Instead, he warned against knowledge detached from truth and goodness and reduced to self-interest or domination.
“The problem, therefore, does not rest with knowledge but in its deviation towards an intelligence that no longer seeks to correspond to reality but rather to twist it for its own purposes,” he said.
Leo said Christian tradition points to another tree — the cross — as the redemption, not the negation, of human intelligence.
“Christian tradition contemplates another tree, that of the cross, not as a denial of human intelligence but as a sign of its redemption,” he said.
“At the cross, human beings are invited to allow their desire for knowledge to be healed: to rediscover that truth is not fabricated, not manipulated nor possessed like a trophy but welcomed, sought with humility, and served with responsibility.”
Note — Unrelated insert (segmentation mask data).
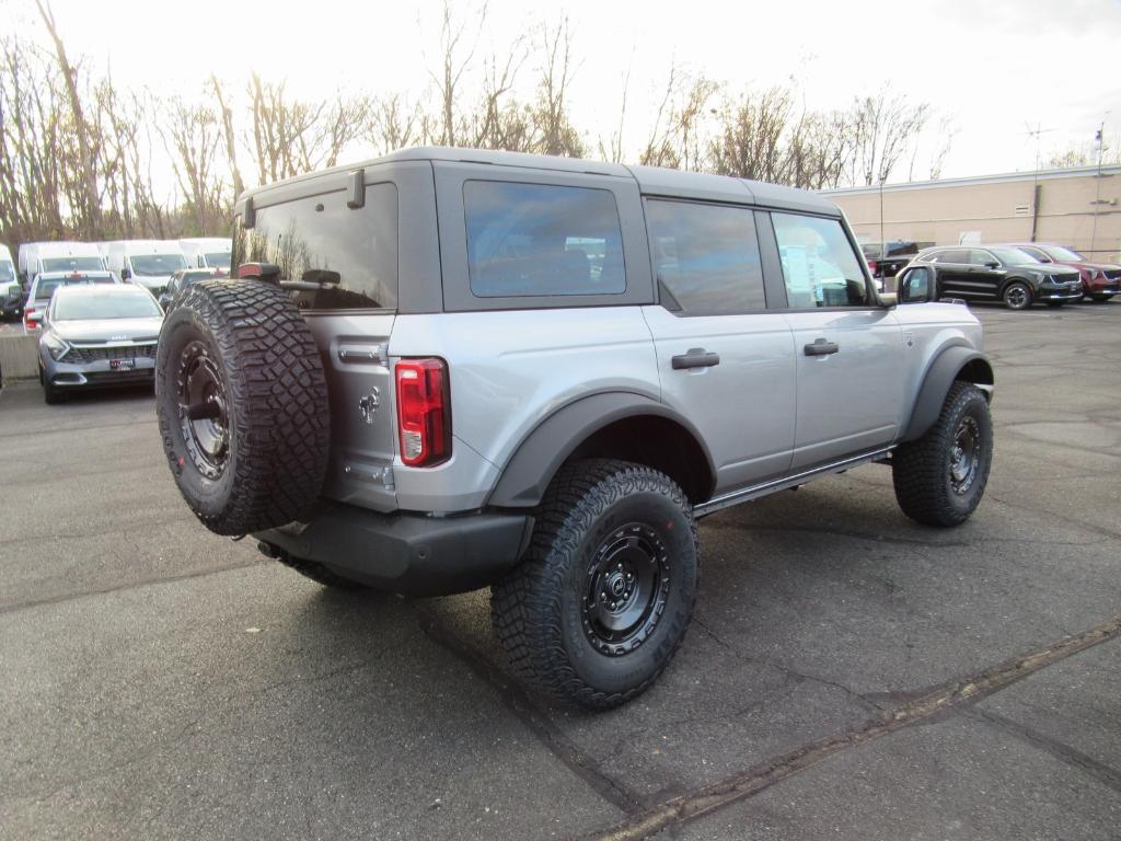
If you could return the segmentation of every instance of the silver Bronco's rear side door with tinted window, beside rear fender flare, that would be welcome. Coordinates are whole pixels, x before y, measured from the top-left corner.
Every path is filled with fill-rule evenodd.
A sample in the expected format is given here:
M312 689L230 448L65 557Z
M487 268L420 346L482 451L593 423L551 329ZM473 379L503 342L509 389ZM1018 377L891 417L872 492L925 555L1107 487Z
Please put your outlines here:
M660 303L643 313L663 399L703 435L717 492L785 473L794 338L766 308L756 212L651 197L646 215Z

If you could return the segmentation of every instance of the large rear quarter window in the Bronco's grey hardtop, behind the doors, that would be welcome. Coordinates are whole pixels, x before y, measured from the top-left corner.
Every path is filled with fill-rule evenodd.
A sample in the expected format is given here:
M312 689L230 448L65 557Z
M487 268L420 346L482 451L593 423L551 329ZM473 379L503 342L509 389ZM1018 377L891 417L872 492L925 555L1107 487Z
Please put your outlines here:
M463 211L478 297L627 290L619 210L609 190L469 181Z

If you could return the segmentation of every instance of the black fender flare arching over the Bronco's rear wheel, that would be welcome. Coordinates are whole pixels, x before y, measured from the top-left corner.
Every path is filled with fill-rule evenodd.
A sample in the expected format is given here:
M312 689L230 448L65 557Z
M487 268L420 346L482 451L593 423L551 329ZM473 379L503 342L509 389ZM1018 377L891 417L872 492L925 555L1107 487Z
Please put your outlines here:
M696 427L663 403L630 391L604 391L567 404L541 420L518 445L502 468L488 506L527 508L538 505L557 470L600 429L628 417L654 416L673 420L696 441L716 475L712 454Z

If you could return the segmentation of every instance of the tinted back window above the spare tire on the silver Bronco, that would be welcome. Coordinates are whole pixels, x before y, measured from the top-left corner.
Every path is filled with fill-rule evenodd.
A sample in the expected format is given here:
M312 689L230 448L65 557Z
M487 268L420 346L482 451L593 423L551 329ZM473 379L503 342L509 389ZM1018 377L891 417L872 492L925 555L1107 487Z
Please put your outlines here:
M371 184L358 209L346 206L348 195L259 207L257 224L233 238L233 265L279 266L302 309L396 308L397 187Z

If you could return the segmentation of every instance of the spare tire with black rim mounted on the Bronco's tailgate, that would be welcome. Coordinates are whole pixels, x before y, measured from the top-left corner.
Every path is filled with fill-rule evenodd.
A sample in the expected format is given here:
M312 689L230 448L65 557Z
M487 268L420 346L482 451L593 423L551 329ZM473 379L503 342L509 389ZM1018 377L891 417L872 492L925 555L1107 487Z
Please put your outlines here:
M184 383L203 369L221 414L197 432L186 404L198 398L188 399ZM330 449L327 383L315 340L282 289L256 280L193 285L160 332L156 414L175 482L212 532L280 526L318 498ZM207 453L204 435L224 443Z

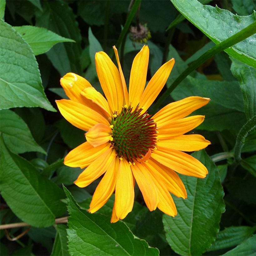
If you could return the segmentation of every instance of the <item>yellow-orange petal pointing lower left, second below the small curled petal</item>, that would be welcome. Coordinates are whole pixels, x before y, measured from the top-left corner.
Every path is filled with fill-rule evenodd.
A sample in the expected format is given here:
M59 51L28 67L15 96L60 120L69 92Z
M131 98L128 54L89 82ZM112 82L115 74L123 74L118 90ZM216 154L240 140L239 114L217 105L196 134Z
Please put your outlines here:
M115 150L108 149L105 153L94 160L74 182L78 187L83 188L98 179L111 165L115 158Z

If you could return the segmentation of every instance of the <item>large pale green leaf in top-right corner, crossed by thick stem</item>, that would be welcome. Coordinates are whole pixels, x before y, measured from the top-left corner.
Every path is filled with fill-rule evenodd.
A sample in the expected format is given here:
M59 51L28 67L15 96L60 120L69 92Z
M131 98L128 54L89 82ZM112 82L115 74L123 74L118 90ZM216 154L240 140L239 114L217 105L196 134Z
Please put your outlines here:
M197 0L171 2L183 16L216 44L249 26L256 19L254 13L250 16L238 16L217 6L203 5ZM253 35L227 48L225 52L247 65L256 67L255 40L256 35Z

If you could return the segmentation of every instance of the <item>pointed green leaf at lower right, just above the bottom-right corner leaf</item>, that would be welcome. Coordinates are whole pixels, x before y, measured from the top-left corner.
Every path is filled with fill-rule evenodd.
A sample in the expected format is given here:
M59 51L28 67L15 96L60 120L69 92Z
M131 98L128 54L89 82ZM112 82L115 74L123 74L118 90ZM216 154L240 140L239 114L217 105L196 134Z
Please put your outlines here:
M247 226L226 228L217 234L215 242L208 251L216 251L241 244L245 239L252 236L255 229L255 227Z

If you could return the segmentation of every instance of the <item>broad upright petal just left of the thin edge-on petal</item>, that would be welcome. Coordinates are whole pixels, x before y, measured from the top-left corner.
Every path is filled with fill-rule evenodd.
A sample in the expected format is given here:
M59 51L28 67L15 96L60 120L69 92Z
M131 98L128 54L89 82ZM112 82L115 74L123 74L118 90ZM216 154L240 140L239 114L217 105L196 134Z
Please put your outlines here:
M102 90L109 103L111 111L121 111L123 106L123 86L120 73L105 52L96 52L96 71Z

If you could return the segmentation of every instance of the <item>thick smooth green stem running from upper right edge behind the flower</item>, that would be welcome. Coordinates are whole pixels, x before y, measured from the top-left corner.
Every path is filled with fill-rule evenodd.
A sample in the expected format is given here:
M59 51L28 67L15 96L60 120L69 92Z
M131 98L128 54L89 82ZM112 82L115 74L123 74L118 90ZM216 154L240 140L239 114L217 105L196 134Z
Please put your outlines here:
M209 58L213 57L215 54L243 41L247 37L256 33L256 21L254 21L249 26L245 27L244 29L240 30L233 36L227 38L226 40L216 44L212 47L209 51L205 52L202 56L200 56L196 61L194 61L185 71L183 71L180 76L178 76L172 85L163 93L163 95L158 99L155 103L154 109L156 110L161 103L169 96L170 92L172 92L181 81L183 81L192 71L202 65L205 61Z

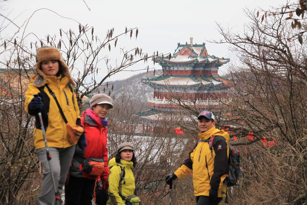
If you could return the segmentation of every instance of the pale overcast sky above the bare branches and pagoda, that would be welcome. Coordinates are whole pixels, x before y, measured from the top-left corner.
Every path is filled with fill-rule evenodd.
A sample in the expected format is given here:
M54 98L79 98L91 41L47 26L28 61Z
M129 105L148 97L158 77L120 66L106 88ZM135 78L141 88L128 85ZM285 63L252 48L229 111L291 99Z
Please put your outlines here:
M226 44L213 44L206 40L219 40L220 36L216 22L223 27L233 28L236 32L242 32L244 23L248 22L243 9L270 9L270 6L284 4L277 0L236 0L236 1L97 1L97 0L8 0L1 1L0 12L14 19L17 25L30 17L33 11L40 8L48 8L58 14L75 19L81 24L94 26L94 35L104 37L106 31L112 27L124 31L125 27L138 27L137 40L129 37L120 38L118 45L128 48L141 47L149 54L153 51L159 53L173 53L177 43L189 43L189 37L193 37L193 43L206 42L209 55L217 57L230 57ZM3 18L1 18L1 21ZM72 20L64 19L56 14L41 10L34 14L30 20L25 33L33 32L38 37L44 38L46 34L59 35L59 28L78 30L78 24ZM7 35L15 32L14 26L9 27ZM1 36L3 37L3 33ZM21 36L21 34L17 34ZM158 64L153 65L148 61L150 67L161 69ZM133 69L142 69L147 66L139 63ZM227 71L227 65L220 67L221 72ZM220 72L220 73L221 73ZM110 80L124 79L137 72L122 72L116 74Z

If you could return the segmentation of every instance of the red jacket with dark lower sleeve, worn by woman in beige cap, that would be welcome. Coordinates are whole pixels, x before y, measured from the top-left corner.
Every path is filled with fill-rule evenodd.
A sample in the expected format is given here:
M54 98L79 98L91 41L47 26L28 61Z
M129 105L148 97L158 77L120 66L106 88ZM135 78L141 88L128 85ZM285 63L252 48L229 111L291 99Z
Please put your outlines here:
M107 152L107 132L108 128L101 124L100 118L90 109L82 113L81 125L84 127L86 137L86 147L84 152L76 145L76 151L72 158L70 175L75 177L86 177L88 179L98 179L99 176L89 175L82 171L82 161L85 158L99 158L104 160L105 170L100 176L101 179L107 179L108 169L108 152Z

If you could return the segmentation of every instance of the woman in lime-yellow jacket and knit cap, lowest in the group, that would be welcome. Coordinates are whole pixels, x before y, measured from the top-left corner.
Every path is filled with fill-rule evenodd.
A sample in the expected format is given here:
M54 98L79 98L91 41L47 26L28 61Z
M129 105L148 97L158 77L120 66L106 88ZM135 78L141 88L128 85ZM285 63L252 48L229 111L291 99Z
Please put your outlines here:
M135 179L132 168L136 165L134 146L128 142L120 144L114 158L109 161L108 205L139 204L134 195Z

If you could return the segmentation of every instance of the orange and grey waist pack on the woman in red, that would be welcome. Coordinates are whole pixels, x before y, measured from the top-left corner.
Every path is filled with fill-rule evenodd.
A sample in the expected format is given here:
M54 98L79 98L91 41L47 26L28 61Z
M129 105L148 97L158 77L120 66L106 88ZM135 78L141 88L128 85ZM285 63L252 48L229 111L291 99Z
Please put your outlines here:
M82 171L89 175L100 176L104 171L104 161L98 158L88 158L82 162Z

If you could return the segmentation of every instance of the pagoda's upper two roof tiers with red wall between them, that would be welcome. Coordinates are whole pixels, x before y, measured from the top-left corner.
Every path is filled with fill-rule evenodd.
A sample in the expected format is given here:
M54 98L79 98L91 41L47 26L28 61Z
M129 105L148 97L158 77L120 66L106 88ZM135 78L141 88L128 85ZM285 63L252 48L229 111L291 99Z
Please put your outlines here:
M142 79L142 83L155 89L165 87L193 87L221 89L229 81L218 74L218 67L229 62L229 58L218 58L208 55L205 43L178 43L171 58L157 57L153 59L163 69L163 75L156 78Z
For that reason, he said, Christ is not an escape from intellectual effort.
“From a Christian perspective, Christ does not appear as a religious escape in the face of intellectual endeavors, as if faith began where reason ended,” Leo said. “On the contrary, in him the profound harmony between truth, reason, and freedom are manifested.”
The pope said the Church’s concern in education is that young people be formed integrally, “rather than giving the mere appearance of success.”
He added that the university should be judged less by its size or number of graduates than by the quality of the people it forms for society.
“Here on this campus, the ceiba of Equatorial Guinea is called to bear fruits of progress rooted in solidarity and of a knowledge that ennobles and develops the human being in an integral way,” he said. “It is called to offer the fruits of intelligence and uprightness, of competence and wisdom, of excellence and service.”
“If generations of men and women are profoundly shaped in this place by truth and are capable of transforming their own existence into a gift for others, then the ceiba will remain an eloquent symbol rooted in the best things of this land, elevated by wisdom and abounding in fruits that pay tribute to Equatorial Guinea and enrich the entire human family.”
Before the university event, the pope also made a brief visit to St. Elizabeth of Hungary Cathedral in Malabo, built in 1897.